Classical Aspects on the Road to Quantum Gravity: A Study in the Framework of the New Variables
There has been a lot of progress in the quest for the structure of spacetime since a canonical non-perturbative quantization program for general relativity was set up ten years ago. The crucial ideas are two choices of coordinates on phase space. First, Hamiltonian gravity was reformulated in terms of an SL(2,C)-valued connection and a densitized triad, the Ashtekar variables. Then, loops came into the picture. The loop variables, a generalization of Wilson loops, were for the first time used in quantum gravity.
This thesis tries to clarify and complement five papers by the author and collaborators concerning three topics in pure classical gravity. The first two, paper I and II, are studies of an earlier found generalization of possible actions for gravity. They prove in some sense that Einstein's cosmological constant is not unique.

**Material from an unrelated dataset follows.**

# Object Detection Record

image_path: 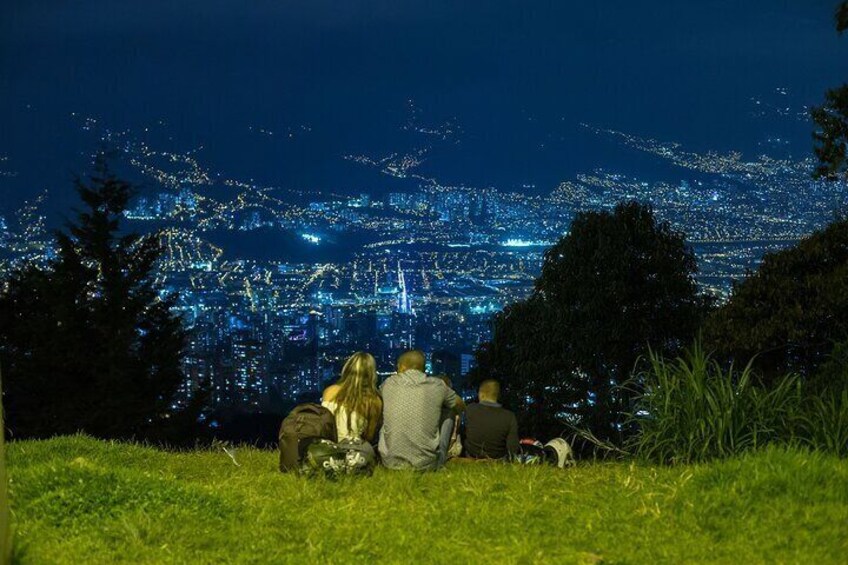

The moduli space of SL(2,C)-connections up to gauge transformations is in fact non- Hausdorff. The implications for the quantum theory are unknown, classically it implies a non-bijective transformation from Ashtekar to loop variables. Based on an analysis in the vacuum case, paper III and IV investigate the influence of a cosmological constant. The holonomy class is still an observable of the gravitational field but the intersection of the set of the degenerate points with the real slice of the constraint surface changes.
The last paper, paper V, illuminates a new classical picture of quantum geometry. A Hamiltonian formulation of a distributional ansatz for the gravitational fields is here found, and the hope, just as for the analogous Regge calculus is to find a good working technique for solving practical problems in classical as well as quantum gravity.